Based on the shear velocities calculated previously, and the Miller et al. (1977) plot, what sediment grain diameter could be mobilized for the base case at a water depth of 20 m?
The critical shear stresses assumed in the base case for the sediment delivered by the river was 0.04 Pa and 0.14 Pa. Compared to the bed shear stresses calculated above, at what water depths would the flows in the base case be sufficient to mobilize these sediments?
How do you expect sediment deposition to depend on critical shear stress for erosion? Decrease the critical shear stresses used in the base case for sediment types 0 and 1, and re-run the model. Plot the results for sediment deposition of each size class for the base case, and the reduced – critical shear stress models to test your ideas.

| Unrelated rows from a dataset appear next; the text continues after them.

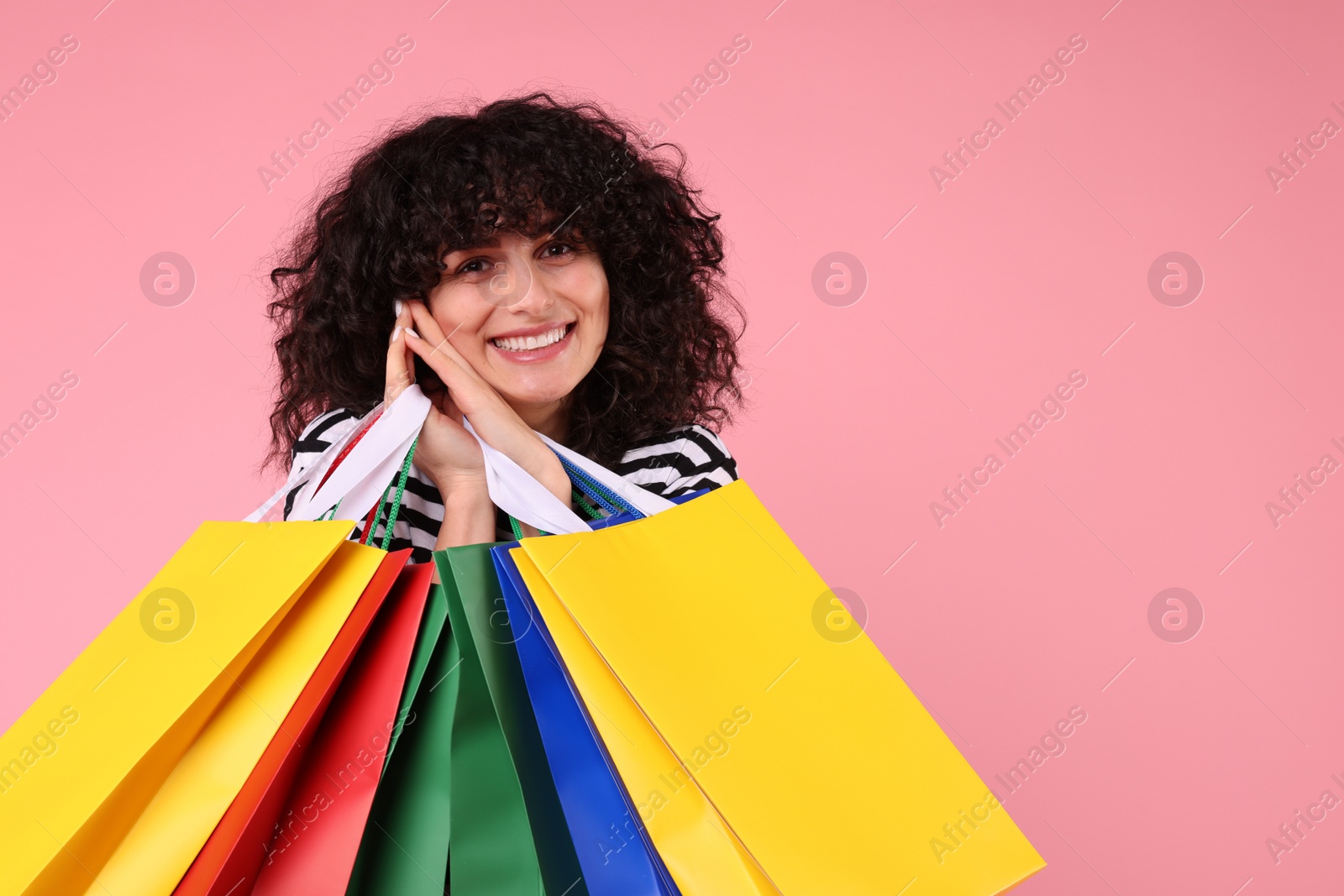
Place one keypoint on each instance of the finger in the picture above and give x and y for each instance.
(400, 358)
(467, 390)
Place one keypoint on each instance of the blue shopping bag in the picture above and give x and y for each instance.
(613, 846)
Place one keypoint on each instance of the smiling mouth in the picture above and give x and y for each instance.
(533, 343)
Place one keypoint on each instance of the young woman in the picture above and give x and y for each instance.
(531, 266)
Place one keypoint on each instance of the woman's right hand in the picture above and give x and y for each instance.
(447, 452)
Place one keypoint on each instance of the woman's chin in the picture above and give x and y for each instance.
(534, 396)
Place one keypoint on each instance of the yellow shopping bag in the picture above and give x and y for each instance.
(92, 752)
(810, 746)
(161, 844)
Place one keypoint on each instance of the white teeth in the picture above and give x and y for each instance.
(524, 343)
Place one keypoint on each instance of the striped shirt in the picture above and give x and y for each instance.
(682, 461)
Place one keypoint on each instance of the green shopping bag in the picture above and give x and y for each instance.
(508, 825)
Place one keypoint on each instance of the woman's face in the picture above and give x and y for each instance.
(528, 315)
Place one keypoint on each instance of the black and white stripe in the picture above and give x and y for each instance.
(682, 461)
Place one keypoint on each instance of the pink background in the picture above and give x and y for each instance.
(1030, 265)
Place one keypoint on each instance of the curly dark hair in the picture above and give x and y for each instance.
(514, 165)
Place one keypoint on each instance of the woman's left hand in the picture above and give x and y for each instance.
(497, 423)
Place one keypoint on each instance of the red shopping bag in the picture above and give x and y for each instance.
(255, 812)
(320, 826)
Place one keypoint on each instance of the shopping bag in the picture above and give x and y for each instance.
(311, 852)
(235, 848)
(403, 848)
(615, 852)
(497, 790)
(92, 752)
(698, 846)
(170, 832)
(811, 747)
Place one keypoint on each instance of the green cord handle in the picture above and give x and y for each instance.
(396, 501)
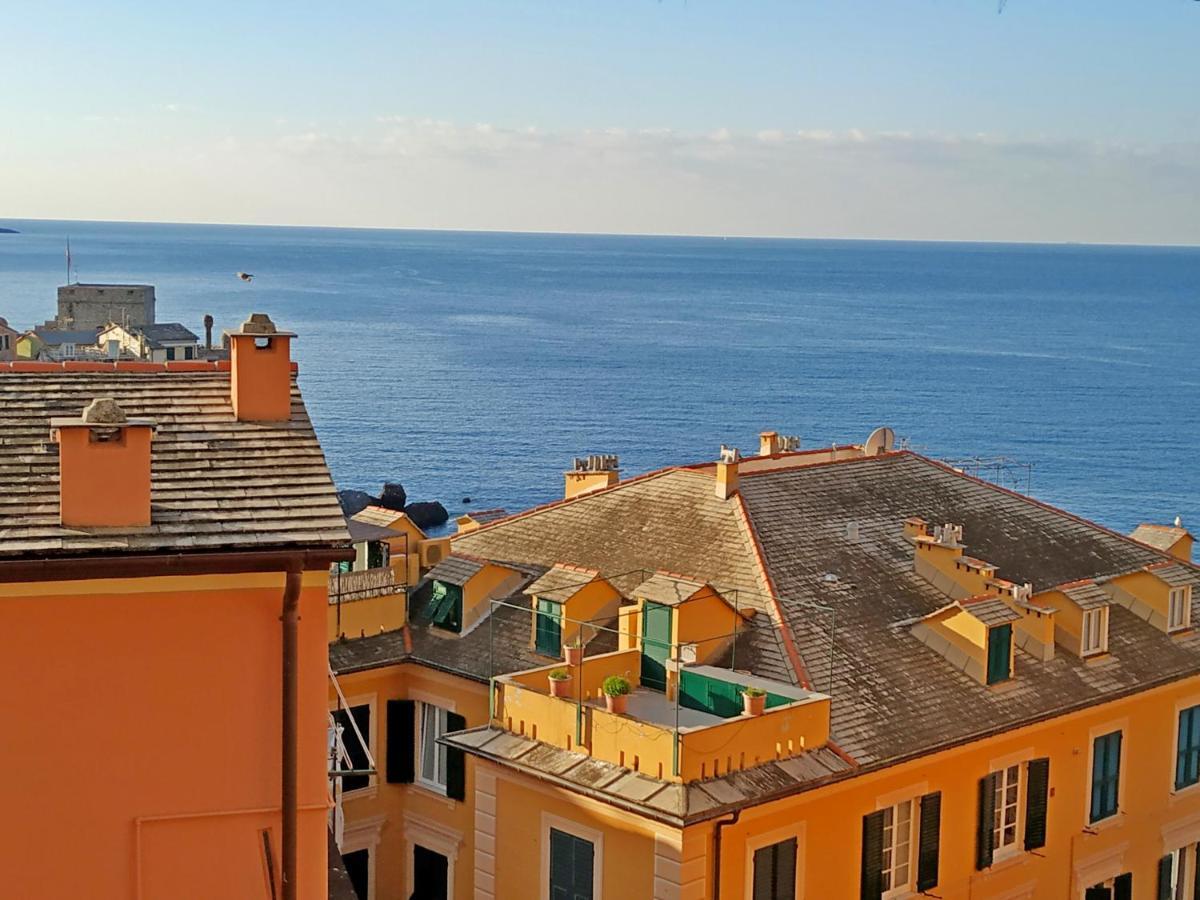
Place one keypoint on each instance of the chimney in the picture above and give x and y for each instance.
(261, 371)
(103, 467)
(727, 472)
(592, 473)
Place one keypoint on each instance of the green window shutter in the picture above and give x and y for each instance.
(1037, 795)
(873, 857)
(571, 862)
(1187, 763)
(456, 761)
(1105, 775)
(1165, 870)
(401, 741)
(984, 850)
(930, 840)
(1000, 642)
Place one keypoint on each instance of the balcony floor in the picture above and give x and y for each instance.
(654, 707)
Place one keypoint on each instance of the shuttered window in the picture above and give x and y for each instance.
(985, 821)
(571, 862)
(1000, 642)
(774, 871)
(1105, 775)
(929, 840)
(401, 741)
(1037, 793)
(1187, 761)
(354, 749)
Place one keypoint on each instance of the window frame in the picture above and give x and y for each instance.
(1000, 850)
(888, 870)
(1102, 646)
(439, 751)
(582, 832)
(1183, 595)
(756, 843)
(1096, 736)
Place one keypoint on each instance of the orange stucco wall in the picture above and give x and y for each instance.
(144, 737)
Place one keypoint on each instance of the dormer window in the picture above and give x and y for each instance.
(1179, 609)
(1095, 637)
(1000, 654)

- Warner, Sherwood, Signell, Harris, and Arango, 2008 "Development of a three-dimensional, regional, coupled wave, current, and sediment-transport model", Computers & Geosciences.
- Threshold of sediment motion under unidirectional currents, M. C. Miller, I. N. McCave, P. D. Komar, Sedimentology (1977) 24, 507-527.
- Hill, P.S., McCave, I.N., 2001. Suspended particle transport in benthic boundary layers. In: Boudreau, B.P., Jorgensen, B.B.(Eds.), The Benthic Boundary Layer. Oxford University Press, pp. 78–103.